My father liked that fact that if I worked the night shift I could take home any food that was left unsold at closing time. As a result I provided many late suppers for his poker-playing friends.
It was at Silsbee’s that I learned how dirty restaurants and restaurant food can get. I remember one hot afternoon after the lunch rush I was in the back part of the kitchen, mixing several gallons of coleslaw in a huge tub with my bare hands. The back door was open to allow a food delivery man access into the store room. Humid air blew in with big powerful gusts.
My polyester and plastic cap was making my head sweat, and the sweat was running down from my forehead and sideburns down my cheeks and into the tub. A fly kept buzzing around my nose and I finally swatted at him with a slaw-covered hand. He did a nose dive into the tub. I looked up, smirked at an imaginary camera on the fourth wall, and dropped a handful of slaw onto the fly, burying him in the mixture.
If people knew the sort of things that happen to food in restaurant kitchens, they’d never eat out again. If restaurant managers knew what things vindictive teenagers did to food in their kitchens, maybe they’d treat them better or at least give them more than minimum wage.
My schoolmate Frank S___ worked in the kitchen of the Pizza Shack a mile up the road from Silsbee’s. One night he came to work with his finger wrapped in a dirty bandage. A few hours later his manager was offering effusive apologies and handfuls of coupons to the family that found the bandage baked in with the pepperoni and Canadian bacon of their pizza. Was it an accident? Who’s to say?
My college friend Jon C___ was able to top that story, though. He and his friend Artie were cooks in a Houston restaurant. Sheila, the head waitress, was an angry, demanding, ball-busting bitch. One day she was being particularly difficult, and barked to the guys,
–HEY! I’M GOING ON MY BREAK SOON, AND I WANT A BURGER, FRIES, AND A COKE, AND YOU BETTER MAKE IT SNAPPY! I DON’T HAVE TIME TO WAIT!
Artie went back behind the wall that separated the stove from the rest of the kitchen. He scooped out a half–pound of hamburger meat and squeezed it together in one hand. Then he dropped his pants and his underwear.
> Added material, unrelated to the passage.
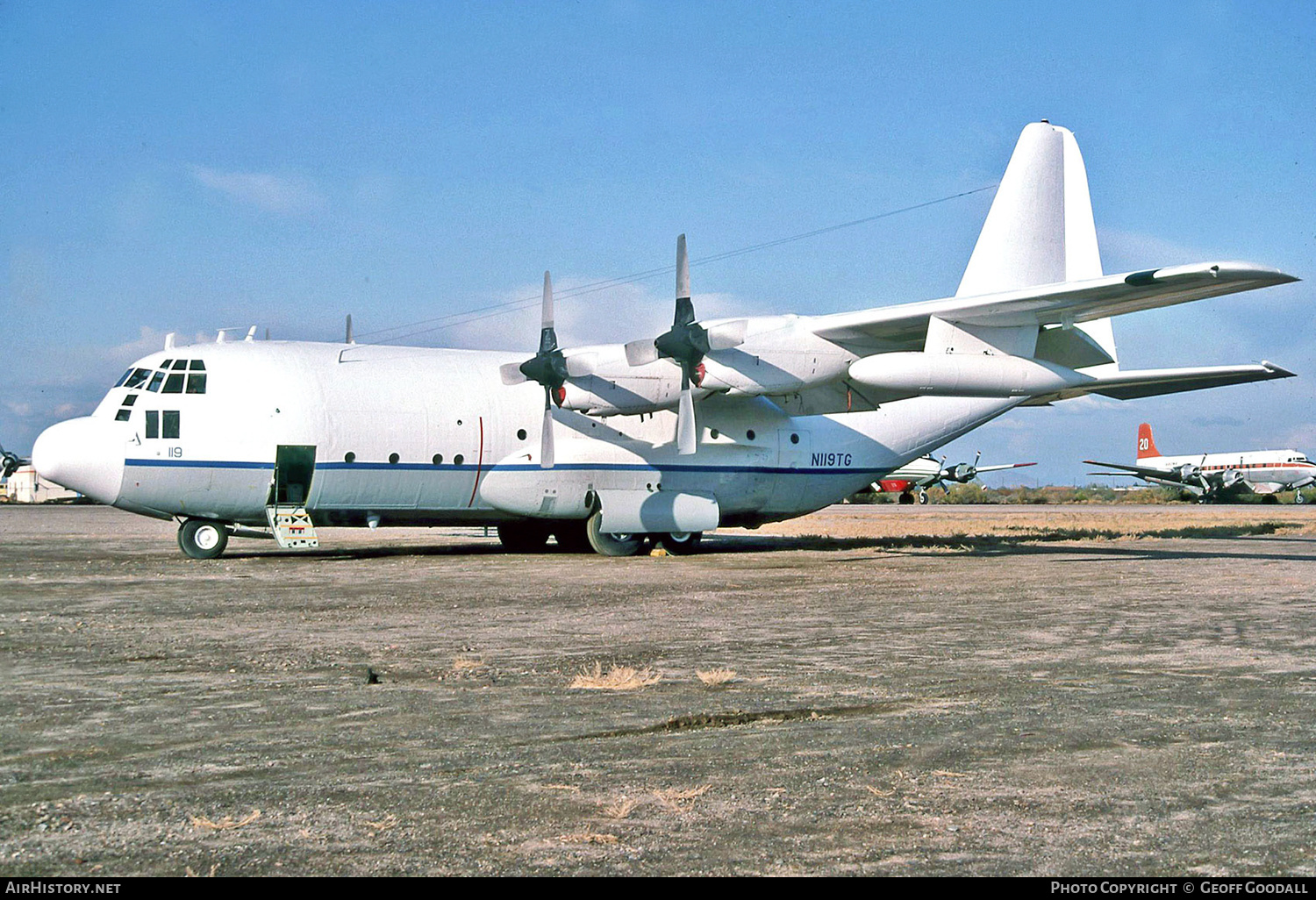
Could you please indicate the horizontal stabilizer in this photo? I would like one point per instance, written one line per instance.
(1050, 304)
(1155, 382)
He wiped the hamburger meat around his asshole, making very sure to get all the shit crumbs, the tiny, day-old fragments of rolled-up toilet paper, and the flecks of undigested peanut, then pulled his pants back up, flattened the specially-seasoned hamburger meat into a patty, placed it on the griddle, pressed it down once with a spatula, flipped it, cooked the other side, plated it up on toasty brown buns with the fries Jon had just cooked, some caramelized onions, fresh lettuce, three bright red juicy beefsteak tomatoes, and a big, whiter than white dollop of mayonnaise.
Artie placed this, with a frosty glass of Coke, on a red plastic tray, went around to the serving counter, and caught the eye of Sheila, who was scurrying around the dining room. Sheila went back to the kitchen, took off her apron, and carried her tray to the table in the back corner of the kitchen where employees ate their meals. As Artie and Jon watched from a distance, Sheila took a big bite of the burger, chewed a few times, licked her lips, then bared her teeth, revealing a kinky hair sticking out from between her two incisors.
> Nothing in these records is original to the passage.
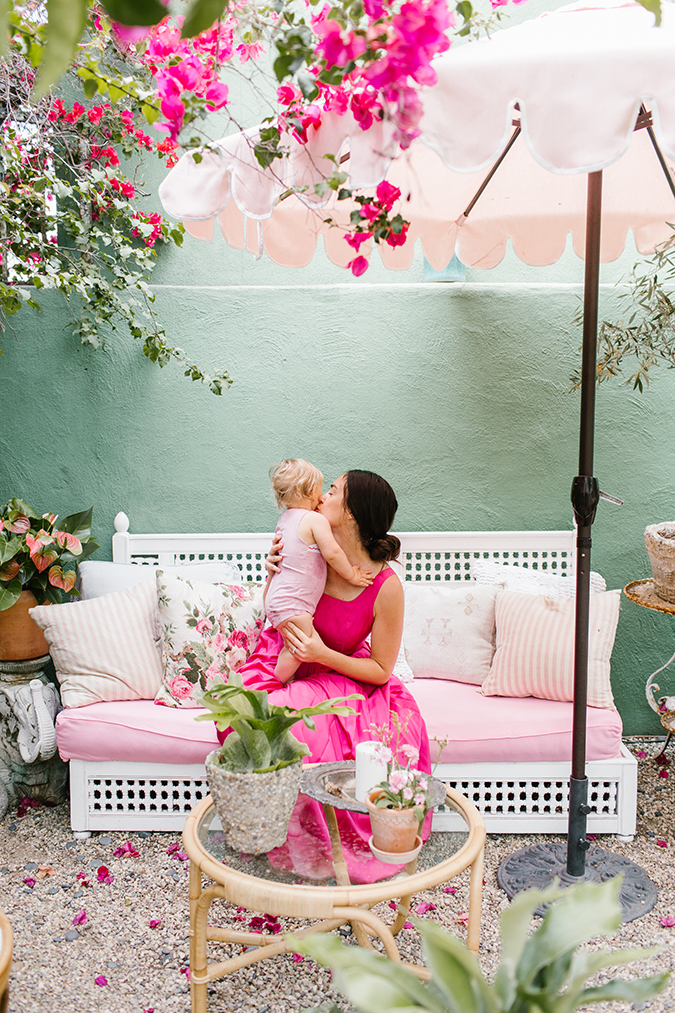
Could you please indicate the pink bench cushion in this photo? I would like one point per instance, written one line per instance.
(508, 728)
(134, 730)
(480, 728)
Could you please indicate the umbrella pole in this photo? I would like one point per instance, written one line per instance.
(585, 497)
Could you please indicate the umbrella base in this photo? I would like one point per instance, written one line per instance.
(537, 865)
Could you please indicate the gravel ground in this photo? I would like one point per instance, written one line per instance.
(116, 960)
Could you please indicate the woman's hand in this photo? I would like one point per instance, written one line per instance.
(304, 647)
(274, 556)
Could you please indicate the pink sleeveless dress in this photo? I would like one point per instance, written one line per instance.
(343, 626)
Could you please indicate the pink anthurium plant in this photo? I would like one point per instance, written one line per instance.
(41, 553)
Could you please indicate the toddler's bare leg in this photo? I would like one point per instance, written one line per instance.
(287, 664)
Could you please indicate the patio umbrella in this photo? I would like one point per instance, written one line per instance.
(575, 111)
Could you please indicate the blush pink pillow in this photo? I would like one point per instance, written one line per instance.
(535, 647)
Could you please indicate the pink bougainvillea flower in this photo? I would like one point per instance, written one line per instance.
(387, 195)
(126, 850)
(358, 266)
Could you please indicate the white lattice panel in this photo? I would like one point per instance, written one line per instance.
(144, 796)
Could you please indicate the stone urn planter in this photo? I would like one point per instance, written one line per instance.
(253, 808)
(660, 543)
(394, 831)
(20, 638)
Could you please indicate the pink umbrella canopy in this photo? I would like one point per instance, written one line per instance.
(577, 111)
(574, 79)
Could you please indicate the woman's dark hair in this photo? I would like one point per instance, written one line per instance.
(371, 501)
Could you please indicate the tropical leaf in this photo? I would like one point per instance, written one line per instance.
(9, 594)
(65, 24)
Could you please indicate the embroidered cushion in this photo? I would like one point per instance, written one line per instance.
(535, 647)
(448, 630)
(530, 581)
(207, 631)
(106, 648)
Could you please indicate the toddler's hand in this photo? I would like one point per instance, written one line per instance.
(362, 578)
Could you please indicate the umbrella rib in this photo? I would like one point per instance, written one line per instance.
(659, 153)
(472, 202)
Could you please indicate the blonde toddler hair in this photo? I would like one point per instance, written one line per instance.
(294, 479)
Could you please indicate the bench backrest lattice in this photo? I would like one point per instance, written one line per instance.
(426, 556)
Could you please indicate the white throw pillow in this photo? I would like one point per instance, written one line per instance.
(98, 576)
(535, 647)
(207, 631)
(449, 630)
(530, 581)
(106, 648)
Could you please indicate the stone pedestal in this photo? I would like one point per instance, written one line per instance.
(44, 779)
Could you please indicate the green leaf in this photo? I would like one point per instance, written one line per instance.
(65, 24)
(591, 910)
(9, 594)
(201, 16)
(455, 971)
(144, 12)
(654, 6)
(373, 983)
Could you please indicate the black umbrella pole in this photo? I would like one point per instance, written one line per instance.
(585, 500)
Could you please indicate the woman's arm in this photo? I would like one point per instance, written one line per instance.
(385, 640)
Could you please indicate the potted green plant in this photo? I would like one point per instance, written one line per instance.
(39, 560)
(542, 970)
(398, 804)
(254, 776)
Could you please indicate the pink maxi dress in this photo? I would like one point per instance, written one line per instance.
(343, 626)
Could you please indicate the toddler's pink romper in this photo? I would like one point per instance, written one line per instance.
(300, 582)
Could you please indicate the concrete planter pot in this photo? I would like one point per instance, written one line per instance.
(660, 542)
(20, 638)
(253, 808)
(394, 831)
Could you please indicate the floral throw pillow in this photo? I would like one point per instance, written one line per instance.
(207, 631)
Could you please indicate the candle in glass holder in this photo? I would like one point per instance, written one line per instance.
(370, 768)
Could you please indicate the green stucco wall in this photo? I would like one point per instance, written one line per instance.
(456, 392)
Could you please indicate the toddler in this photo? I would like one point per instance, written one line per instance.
(293, 593)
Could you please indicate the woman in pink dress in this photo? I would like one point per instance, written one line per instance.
(335, 660)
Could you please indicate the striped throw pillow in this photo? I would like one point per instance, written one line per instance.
(535, 647)
(105, 648)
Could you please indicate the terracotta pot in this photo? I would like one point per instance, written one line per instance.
(393, 830)
(660, 543)
(20, 638)
(253, 808)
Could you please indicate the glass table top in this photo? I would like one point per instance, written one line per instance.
(440, 847)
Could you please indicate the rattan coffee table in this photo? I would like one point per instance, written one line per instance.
(251, 882)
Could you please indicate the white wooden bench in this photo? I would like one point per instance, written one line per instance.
(513, 797)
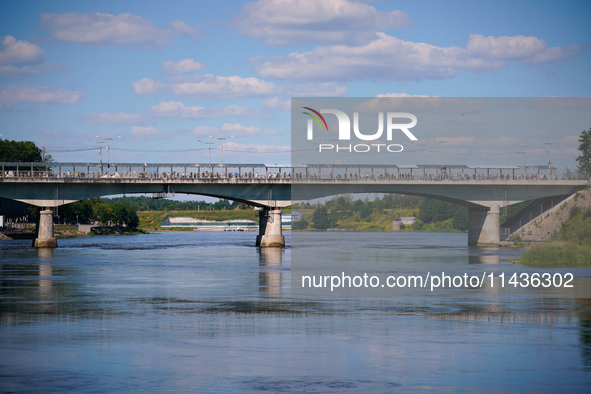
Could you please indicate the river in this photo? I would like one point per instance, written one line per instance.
(208, 312)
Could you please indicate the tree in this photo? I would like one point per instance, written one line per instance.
(299, 225)
(460, 219)
(584, 158)
(321, 218)
(19, 151)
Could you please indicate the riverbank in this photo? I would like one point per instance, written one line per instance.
(569, 247)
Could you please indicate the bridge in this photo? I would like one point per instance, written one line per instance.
(483, 189)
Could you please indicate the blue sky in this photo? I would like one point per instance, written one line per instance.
(162, 76)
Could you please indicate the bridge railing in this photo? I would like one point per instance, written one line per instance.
(323, 173)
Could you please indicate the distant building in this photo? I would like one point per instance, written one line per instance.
(218, 225)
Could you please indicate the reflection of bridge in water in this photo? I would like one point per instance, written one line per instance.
(483, 189)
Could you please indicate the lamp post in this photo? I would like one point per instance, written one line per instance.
(524, 166)
(549, 146)
(107, 141)
(442, 151)
(221, 139)
(422, 162)
(209, 148)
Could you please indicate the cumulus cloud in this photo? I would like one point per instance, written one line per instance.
(235, 130)
(18, 94)
(527, 49)
(286, 22)
(18, 52)
(113, 119)
(186, 30)
(324, 89)
(175, 109)
(147, 86)
(124, 29)
(148, 132)
(182, 66)
(256, 148)
(390, 58)
(446, 105)
(277, 103)
(20, 58)
(208, 86)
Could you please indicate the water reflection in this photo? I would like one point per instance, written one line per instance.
(484, 256)
(270, 260)
(209, 312)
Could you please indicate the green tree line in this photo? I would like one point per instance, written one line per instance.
(88, 211)
(144, 203)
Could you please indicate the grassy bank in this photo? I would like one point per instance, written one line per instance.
(152, 219)
(570, 247)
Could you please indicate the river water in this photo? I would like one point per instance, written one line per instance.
(208, 312)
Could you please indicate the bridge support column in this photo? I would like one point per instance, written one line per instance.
(45, 237)
(270, 228)
(484, 226)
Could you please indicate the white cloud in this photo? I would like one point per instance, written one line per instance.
(413, 104)
(20, 58)
(277, 103)
(390, 58)
(256, 148)
(113, 119)
(148, 132)
(528, 49)
(124, 29)
(234, 130)
(147, 86)
(324, 89)
(18, 94)
(186, 30)
(205, 131)
(285, 22)
(182, 66)
(175, 109)
(18, 52)
(208, 86)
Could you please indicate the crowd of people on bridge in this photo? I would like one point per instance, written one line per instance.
(460, 176)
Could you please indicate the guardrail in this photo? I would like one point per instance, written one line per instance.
(262, 171)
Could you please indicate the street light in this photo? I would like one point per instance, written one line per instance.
(524, 166)
(209, 148)
(422, 163)
(221, 139)
(107, 141)
(442, 142)
(549, 145)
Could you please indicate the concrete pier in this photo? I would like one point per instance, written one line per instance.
(484, 226)
(270, 234)
(45, 237)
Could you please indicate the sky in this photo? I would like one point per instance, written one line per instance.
(166, 77)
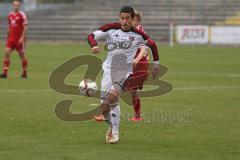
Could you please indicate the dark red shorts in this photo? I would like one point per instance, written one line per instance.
(13, 44)
(140, 74)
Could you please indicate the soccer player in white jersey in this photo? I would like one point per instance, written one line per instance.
(123, 41)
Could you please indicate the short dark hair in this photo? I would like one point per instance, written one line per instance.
(127, 9)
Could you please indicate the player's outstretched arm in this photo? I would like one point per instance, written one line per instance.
(141, 54)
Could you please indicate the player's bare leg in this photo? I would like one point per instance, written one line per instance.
(24, 61)
(113, 99)
(6, 62)
(136, 105)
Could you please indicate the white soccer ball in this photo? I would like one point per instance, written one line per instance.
(88, 87)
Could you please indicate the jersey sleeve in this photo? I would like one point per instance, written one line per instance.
(24, 18)
(150, 43)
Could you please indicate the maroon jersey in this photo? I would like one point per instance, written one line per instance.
(16, 22)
At Silsbee’s we sold half-lengths of corn on the cob. These were displayed on a sort of shallow metal drum. There was an axle in the middle of the drum, with metal blades, like those of a fan, branching out from it. The blades spun around slowly in a circle. The top of the drum was covered in liquid butter, and the half-lengths of corn rolled around between the blades, soaking up the butter. They were kept warm by a heat lamp. On at least one occasion I happened by the wheel and saw several dead flies floating on their backs in the butter. I decided to leave them where they were.